Welp, Aaron McGruder obviously does. I mean, what's wrong with this dude? He must wanna get that express train to hell or sumthin could dude has actually lost it. You've got Jesus passing out 40's to dudes in the hood....40's?!?!?? I didn't even know they still made 40's. You've got Jesus asking folk if they have any f-cking faith? Really? Jesus telling dude in the hood that they get money f-cking with him and then asking them that they do realized he died for their mother f-cking sins...wow. This dude must REALLY be mad at God that he got jacked for his Boondocks series cause he's REALLY buggin' out. Now, I haven't heard McGruder make any comments about the show. Maybe he'll cop a plea on some ole "the show isn't about the REAL Jesus, it's about a dude from the hood who's just acting like Jesus." And if he plays that card, my question is simply then why name it "Black Jesus?" Why not flip it like you've got a pastor in the hood trying to get folk to act right? Well, he wouldn't do that cause that would be too boring and too much like right...and you know nowaday niggaz don't like doing right. Plus, there's no controversy about a pastor in the hood trying to do right but there's a RACK of controversy about a black Jesus who's curses and passes out 40's in the hood. And I learned first hand back in '89 with N.W.A.'s "Straight Outta Compton" that any kinda controversy, whether good or bad is always a good thing whether you're selling records or trying to get folk to watch you're newest wack TV show. 

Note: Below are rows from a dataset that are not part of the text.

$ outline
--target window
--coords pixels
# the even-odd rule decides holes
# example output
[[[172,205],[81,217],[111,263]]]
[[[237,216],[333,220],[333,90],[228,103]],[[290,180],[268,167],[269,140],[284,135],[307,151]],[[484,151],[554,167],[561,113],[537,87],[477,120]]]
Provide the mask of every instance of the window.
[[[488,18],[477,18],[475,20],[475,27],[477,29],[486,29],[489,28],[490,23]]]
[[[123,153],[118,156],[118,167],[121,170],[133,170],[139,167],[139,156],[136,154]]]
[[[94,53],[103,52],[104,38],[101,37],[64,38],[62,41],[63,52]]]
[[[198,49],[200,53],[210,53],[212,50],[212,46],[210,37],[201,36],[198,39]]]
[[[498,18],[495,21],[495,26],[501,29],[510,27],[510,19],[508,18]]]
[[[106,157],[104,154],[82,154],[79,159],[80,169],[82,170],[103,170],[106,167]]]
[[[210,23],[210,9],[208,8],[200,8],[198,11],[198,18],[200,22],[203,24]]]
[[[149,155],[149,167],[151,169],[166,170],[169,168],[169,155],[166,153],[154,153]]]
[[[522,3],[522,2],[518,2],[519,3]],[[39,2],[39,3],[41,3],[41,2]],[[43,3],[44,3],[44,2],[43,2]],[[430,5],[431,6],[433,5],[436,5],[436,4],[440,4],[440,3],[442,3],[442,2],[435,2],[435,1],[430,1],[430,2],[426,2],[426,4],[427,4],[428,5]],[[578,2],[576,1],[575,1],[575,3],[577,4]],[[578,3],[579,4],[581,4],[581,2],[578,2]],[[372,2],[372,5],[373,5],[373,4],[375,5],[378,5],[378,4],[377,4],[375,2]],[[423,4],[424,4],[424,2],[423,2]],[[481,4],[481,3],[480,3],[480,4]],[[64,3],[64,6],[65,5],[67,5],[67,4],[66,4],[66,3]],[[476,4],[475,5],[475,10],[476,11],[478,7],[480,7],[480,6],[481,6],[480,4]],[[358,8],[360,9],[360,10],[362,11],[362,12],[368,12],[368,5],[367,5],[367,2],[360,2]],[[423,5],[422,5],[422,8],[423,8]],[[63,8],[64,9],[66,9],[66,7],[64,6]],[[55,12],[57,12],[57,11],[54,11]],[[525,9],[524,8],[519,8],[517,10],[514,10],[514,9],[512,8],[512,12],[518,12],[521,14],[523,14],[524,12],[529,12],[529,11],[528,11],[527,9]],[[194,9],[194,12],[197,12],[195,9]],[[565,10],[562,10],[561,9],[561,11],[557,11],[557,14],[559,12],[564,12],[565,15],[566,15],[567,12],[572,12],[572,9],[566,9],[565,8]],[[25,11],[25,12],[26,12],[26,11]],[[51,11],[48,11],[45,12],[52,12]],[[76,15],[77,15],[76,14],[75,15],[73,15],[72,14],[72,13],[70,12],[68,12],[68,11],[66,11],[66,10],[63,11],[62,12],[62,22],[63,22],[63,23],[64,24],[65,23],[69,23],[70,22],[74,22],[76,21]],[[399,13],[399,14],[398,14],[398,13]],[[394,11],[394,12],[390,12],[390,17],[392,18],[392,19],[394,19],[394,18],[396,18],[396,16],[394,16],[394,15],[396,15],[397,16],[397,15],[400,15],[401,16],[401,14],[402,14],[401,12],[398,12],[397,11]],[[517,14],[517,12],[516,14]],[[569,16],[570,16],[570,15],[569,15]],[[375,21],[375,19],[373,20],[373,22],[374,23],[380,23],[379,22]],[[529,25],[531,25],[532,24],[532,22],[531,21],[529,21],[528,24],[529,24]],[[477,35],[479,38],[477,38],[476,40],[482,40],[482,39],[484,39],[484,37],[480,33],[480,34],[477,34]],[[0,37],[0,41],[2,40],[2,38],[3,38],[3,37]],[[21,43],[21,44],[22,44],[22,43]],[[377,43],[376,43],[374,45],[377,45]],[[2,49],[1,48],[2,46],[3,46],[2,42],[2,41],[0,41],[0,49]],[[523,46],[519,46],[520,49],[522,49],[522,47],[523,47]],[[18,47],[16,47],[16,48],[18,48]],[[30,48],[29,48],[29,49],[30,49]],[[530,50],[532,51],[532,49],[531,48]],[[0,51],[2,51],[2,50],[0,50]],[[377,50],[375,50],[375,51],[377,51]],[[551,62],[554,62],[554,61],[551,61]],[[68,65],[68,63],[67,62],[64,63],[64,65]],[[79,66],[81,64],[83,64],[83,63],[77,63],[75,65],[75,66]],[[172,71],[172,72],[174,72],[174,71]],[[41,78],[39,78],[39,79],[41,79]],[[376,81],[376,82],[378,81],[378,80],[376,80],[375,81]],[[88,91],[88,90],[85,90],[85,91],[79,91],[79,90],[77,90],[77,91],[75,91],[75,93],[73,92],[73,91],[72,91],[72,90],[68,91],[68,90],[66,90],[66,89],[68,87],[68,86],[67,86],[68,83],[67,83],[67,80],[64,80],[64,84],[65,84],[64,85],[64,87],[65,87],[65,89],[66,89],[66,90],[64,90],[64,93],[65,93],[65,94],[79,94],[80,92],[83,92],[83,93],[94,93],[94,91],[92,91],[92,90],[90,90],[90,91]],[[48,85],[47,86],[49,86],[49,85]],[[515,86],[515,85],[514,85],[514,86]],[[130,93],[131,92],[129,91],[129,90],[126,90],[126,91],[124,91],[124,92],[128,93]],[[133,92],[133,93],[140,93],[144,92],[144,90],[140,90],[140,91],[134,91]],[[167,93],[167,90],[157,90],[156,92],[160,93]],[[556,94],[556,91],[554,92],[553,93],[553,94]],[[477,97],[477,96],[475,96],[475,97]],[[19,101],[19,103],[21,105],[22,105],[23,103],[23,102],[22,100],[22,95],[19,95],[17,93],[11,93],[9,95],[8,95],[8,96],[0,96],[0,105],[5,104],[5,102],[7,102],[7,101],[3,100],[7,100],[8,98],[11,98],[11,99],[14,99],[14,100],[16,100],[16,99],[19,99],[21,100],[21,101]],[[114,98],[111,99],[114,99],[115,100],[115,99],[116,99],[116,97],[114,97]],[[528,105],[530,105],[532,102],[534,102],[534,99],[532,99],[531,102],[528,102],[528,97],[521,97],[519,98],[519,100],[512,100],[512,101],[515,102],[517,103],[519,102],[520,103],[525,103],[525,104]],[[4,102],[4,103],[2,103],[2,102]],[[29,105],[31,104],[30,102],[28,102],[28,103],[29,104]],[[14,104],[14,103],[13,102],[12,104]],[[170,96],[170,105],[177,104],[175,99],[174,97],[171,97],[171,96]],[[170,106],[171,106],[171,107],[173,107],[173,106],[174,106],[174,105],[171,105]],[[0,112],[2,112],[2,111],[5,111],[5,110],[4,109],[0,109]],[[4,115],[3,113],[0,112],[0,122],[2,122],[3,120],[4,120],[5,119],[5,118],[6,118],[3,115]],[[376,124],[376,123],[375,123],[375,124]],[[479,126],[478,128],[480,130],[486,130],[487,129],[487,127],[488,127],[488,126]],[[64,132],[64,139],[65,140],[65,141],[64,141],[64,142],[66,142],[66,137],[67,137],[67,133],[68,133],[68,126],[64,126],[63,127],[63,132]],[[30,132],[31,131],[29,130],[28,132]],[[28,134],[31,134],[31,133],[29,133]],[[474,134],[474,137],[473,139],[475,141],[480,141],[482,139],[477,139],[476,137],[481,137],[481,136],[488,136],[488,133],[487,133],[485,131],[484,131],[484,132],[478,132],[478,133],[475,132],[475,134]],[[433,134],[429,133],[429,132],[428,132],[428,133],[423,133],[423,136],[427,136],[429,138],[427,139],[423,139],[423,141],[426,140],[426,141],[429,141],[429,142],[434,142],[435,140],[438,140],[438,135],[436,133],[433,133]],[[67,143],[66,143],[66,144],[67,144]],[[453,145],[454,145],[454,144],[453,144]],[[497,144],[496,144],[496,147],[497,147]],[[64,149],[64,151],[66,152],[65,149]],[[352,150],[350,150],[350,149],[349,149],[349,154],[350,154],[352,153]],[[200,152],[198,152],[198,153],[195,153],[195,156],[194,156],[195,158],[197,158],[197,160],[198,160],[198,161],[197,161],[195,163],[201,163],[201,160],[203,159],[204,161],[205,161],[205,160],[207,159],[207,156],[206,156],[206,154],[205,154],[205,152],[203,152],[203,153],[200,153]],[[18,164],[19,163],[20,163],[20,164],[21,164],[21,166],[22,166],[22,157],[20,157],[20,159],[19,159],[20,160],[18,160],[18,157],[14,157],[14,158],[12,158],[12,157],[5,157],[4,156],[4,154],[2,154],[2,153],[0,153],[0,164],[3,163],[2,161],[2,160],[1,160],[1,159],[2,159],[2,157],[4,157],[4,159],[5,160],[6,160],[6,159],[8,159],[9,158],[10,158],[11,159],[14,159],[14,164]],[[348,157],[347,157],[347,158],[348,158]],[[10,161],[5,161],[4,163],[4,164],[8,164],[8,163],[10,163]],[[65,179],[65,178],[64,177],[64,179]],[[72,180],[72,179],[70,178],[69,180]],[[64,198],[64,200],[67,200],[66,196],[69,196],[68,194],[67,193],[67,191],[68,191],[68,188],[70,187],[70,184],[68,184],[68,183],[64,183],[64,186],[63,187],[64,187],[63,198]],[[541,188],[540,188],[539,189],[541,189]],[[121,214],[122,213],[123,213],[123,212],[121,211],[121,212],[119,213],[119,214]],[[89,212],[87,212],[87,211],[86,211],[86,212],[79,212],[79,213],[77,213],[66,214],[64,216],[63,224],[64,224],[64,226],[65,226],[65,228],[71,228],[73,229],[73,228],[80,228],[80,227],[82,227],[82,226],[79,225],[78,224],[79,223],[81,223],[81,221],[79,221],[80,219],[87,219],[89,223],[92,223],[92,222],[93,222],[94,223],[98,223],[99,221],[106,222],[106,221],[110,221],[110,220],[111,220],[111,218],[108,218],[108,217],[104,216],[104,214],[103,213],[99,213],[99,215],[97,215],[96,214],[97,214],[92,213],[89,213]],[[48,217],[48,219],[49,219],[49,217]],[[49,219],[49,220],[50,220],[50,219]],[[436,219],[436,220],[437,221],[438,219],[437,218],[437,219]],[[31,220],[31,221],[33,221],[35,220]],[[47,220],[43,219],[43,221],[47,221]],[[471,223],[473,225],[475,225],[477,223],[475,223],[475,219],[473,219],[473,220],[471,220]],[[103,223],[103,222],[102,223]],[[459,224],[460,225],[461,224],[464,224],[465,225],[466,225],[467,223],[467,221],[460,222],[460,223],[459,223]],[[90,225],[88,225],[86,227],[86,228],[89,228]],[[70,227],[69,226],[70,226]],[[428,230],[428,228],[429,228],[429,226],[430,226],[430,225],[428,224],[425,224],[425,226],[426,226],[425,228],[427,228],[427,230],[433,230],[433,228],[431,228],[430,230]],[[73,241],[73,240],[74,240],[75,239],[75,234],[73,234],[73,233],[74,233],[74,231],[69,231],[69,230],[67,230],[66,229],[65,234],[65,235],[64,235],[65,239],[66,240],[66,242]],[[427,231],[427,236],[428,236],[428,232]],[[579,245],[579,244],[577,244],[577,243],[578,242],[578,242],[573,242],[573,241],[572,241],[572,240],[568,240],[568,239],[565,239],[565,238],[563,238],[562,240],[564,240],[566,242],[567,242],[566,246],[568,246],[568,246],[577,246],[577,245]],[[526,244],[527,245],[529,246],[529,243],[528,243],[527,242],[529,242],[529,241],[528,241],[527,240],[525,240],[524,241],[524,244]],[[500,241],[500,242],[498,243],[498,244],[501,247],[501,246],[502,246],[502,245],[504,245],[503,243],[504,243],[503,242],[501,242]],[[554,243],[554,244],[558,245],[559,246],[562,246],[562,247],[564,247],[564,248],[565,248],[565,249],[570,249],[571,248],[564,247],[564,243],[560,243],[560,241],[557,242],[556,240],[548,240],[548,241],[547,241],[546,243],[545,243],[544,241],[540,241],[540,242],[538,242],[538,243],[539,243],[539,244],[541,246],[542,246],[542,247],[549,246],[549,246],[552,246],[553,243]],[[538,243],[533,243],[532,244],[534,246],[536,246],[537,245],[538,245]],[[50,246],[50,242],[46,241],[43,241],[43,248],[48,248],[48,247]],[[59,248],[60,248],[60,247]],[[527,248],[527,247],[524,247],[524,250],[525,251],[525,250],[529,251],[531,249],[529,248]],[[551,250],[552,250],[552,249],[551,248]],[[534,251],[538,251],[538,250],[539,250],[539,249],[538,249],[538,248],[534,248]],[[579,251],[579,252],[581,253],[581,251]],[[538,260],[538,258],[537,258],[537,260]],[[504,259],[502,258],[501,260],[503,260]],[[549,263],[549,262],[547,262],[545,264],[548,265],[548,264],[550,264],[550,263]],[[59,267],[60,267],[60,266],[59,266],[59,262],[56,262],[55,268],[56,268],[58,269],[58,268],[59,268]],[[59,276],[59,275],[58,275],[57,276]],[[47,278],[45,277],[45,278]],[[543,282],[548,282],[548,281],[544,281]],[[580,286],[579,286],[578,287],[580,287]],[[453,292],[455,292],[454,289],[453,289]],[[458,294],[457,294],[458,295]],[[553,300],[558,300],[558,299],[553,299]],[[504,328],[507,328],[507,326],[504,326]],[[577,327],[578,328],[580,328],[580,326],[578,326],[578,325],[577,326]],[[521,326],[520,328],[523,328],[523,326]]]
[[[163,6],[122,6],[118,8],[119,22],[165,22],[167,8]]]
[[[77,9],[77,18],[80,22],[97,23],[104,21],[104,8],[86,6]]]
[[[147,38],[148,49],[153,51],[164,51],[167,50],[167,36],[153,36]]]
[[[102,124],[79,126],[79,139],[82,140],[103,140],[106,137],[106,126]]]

"I'm more Malcolm then Martin..." - Big Boi

That line right there pretty much sums up why stuff like "Black Jesus" and "Yeezus" is allowed to happen. See, muslims don't play that hoopla, never had never will. Where as christians, we're the turn the other cheek folk. And anybody who came up in the hood knows that the person who "turns the other cheek" is the person who always gets stole on. And THAT'S why stuff like this goes down, cause us christians turn the other cheek. Yeah, we'll boycott and we're some marching folk but as far as REALLY shutting stuff like this down...naw, that ain't us. But like I said before, there's never been an "Allahzus" album titled or no negative portrayals of Allah cause even though nowaday niggaz are dumb...they're just not THAT dumb. So my challenge to any rapper, athlete, cartoonist, stripper, drug dealer, nurses assistant, etc. is before you let my savior's name come out your mouth wrong again, I dare you...I mean, I double dog dare you to say sumthin disrespectful about Allah first. I mean, since you've got the balls to talk trash about my savior, why not dis other folk's god too? In fact, why don't you do it right now...during Ramandan? Please...pretty please...pretty, pretty please. But until that mystical, magical, majestical day happens (which it won't)...do me this justice and leave Jesus' name out ya mouth...for real.